Monday, December 5, 2011

RUSSIA'S PARLIAMENTARY ELECTIONS 2011

December 4, 2011, was the day of Russia’s national elections to the State Duma (Parliament), and although the final results will take some more time to be tallied, the general picture is by now very clear… At least to those of us who can see the whole picture.
The dominant Putin-Medvedev party United Russia is currently balancing on the tightrope of 50%, which is a very significant drop indeed, since the last Duma elections, in 2007, when the party received 64.3% of the total vote. Thus, in purely numerical measures the “Putin Party” did lose some ground.
But what does this drop really signify? As I am writing this, there’s plenty of gloating in the West about Mr. Putin’s alleged debacle, and Russia’s pro-American oppositionists are ecstatic about it, although very angry about the reported incidents of rigged elections in different localities of the country. Judging from the news reports spread throughout the Western world, Russia is again on the unstoppable march toward an America-friendly pro-capitalist democracy, defying a clique of some Soviet-era leftovers and KGB apparatchiks who are desperately trying to put a wrench in the progressive clockwork of history.
I pity those Western news audiences who may have received this news with a straight face and believed it. It is therefore important to put certain basic facts in proper perspective, which is the purpose of this posting.

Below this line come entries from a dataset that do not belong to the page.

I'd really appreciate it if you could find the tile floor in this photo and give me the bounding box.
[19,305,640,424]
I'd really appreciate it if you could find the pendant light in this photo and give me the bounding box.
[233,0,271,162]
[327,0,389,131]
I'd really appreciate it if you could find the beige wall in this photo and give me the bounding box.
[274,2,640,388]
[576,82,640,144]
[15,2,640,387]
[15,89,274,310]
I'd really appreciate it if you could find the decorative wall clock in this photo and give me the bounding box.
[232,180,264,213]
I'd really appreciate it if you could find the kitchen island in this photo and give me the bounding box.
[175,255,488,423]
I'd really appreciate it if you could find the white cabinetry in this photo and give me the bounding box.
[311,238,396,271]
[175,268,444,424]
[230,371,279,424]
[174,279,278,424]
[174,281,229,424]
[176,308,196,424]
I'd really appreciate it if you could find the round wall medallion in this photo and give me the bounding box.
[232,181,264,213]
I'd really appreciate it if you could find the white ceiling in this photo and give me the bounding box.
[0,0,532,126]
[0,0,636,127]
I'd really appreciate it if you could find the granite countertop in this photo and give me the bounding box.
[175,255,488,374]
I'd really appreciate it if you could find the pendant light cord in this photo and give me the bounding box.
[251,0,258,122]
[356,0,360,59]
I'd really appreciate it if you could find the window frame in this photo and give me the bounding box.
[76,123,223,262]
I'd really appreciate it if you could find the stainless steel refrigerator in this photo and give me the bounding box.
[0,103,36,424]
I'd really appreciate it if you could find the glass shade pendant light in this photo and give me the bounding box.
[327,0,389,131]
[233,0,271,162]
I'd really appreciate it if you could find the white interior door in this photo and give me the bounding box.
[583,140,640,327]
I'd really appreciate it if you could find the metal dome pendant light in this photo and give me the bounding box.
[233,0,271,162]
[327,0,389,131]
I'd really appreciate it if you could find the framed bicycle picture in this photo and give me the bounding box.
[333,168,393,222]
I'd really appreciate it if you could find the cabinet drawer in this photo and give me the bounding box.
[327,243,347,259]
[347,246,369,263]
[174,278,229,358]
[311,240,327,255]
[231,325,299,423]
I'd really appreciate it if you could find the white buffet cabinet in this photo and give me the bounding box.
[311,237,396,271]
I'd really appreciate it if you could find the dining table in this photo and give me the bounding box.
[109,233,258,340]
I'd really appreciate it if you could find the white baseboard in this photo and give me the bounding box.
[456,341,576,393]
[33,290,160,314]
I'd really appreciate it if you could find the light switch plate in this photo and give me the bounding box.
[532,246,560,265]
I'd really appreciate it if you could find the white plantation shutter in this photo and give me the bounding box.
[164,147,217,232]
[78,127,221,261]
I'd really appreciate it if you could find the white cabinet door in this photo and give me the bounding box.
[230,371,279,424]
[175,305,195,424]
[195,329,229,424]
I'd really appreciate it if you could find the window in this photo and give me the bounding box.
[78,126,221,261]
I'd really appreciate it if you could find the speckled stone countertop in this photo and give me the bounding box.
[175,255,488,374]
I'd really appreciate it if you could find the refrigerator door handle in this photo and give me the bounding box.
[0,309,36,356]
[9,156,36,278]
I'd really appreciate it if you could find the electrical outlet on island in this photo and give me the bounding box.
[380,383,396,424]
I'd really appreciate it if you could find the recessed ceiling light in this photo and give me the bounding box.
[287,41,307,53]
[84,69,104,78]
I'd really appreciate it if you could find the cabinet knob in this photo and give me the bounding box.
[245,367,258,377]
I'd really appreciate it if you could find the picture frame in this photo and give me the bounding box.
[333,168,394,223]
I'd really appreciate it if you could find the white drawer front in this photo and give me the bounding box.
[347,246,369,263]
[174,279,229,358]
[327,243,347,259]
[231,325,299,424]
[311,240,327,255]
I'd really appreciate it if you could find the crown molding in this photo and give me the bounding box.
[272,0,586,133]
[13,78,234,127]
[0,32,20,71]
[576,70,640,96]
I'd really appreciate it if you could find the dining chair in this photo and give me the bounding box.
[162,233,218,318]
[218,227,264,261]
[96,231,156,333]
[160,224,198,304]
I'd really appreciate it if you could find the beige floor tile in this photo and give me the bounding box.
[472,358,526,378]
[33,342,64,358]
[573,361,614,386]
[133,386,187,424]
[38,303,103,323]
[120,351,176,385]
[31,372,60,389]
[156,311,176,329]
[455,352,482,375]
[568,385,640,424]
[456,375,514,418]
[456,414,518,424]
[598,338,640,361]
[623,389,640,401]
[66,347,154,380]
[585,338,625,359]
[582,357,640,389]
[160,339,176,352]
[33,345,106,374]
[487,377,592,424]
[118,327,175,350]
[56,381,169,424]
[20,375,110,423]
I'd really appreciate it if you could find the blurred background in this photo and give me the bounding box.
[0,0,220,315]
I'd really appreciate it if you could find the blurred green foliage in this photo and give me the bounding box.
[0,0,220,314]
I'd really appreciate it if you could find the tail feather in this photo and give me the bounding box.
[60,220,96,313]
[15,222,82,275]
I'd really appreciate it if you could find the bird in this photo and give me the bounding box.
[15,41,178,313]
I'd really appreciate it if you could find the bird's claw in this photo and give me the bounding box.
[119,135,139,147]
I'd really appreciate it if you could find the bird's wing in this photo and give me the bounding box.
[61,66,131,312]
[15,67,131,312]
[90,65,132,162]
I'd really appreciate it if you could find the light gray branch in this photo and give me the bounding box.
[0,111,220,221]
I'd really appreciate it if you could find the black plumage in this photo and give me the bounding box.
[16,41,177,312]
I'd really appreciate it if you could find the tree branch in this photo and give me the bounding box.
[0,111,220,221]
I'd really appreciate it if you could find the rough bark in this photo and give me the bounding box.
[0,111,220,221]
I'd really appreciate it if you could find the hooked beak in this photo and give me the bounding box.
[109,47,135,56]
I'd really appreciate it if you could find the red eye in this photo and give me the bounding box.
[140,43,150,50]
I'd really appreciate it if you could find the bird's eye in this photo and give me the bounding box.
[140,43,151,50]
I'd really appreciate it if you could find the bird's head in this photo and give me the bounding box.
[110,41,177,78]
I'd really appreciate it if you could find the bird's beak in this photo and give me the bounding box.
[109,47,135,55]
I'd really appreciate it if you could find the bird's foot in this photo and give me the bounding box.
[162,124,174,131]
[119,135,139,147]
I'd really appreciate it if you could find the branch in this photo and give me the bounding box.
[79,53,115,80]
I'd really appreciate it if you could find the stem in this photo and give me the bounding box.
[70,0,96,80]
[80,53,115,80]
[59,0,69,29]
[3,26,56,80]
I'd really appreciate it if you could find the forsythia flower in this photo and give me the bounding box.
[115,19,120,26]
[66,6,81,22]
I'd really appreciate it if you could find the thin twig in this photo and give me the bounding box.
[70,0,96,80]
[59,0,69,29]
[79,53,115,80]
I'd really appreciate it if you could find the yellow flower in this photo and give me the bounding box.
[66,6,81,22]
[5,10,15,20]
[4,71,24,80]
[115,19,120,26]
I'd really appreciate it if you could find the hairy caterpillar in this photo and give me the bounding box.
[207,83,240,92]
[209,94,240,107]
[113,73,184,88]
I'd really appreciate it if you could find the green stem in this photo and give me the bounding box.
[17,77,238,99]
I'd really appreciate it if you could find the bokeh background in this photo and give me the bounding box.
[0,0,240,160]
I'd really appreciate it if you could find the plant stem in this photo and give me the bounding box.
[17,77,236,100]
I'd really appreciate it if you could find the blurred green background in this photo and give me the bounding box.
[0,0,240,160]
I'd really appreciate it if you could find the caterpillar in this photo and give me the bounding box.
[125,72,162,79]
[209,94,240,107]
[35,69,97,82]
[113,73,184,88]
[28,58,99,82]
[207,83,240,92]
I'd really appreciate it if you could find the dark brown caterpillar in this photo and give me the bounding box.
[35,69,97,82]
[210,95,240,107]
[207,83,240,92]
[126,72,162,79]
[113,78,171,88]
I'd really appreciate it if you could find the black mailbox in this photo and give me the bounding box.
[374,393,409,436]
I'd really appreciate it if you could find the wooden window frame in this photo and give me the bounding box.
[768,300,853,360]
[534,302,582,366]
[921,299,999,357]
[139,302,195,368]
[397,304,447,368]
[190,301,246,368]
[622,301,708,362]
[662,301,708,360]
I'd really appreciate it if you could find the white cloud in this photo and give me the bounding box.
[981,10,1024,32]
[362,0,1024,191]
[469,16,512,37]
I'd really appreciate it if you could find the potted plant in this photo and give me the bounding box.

…Although there is an eerie similarity here with certain recent events clustered together under the caption “Arab Spring,” where the democratic genie let out of the bottle, with the full complicity of the West, brings forth with him a full-blown anti-Israel and anti-American Islamic revolution, I would refrain from pushing this similarity on the reader, except to point out the quaint similarity of unintended consequences and false expectations of the West in both these cases. In fact, United Russia’s unquestionable loss of a large handful of votes by no means spells out the Russian hardliners’ loss and West’s gain. Taking a closer look at these figures, we see that Russia’s Communists, leftwing socialists and extreme nationalists have nearly doubled their clout in the country, while those pro-Western personalities who have virtually monopolized the ear of a sympathetic Western public have all but disappeared from the Russian radar screen. Had Sunday election not been “fiddled with” at all, as alleged, the end result for the West might have been truly frightening…

In other words, here is the real result of Russia’s parliamentary elections 2011. The Putin-Medvedev party garnering about fifty per cent of the popular vote will from now on have to accommodate a good forty-five per cent of hard-line socialists and Russian nationalists, thus moving Russia’s political center even further from policies accommodating the West toward an unflinching take-it-or-leave-it stance, with an emphasis on Russia’s increased military might and a further strengthening of her anti-American alliances.

Come to think of it, effective 2012 Mr. Putin will be just about the last American friend in the new Russian government. I am sure that he will enjoy his role tremendously, and for this reason he must like last night’s election results very much.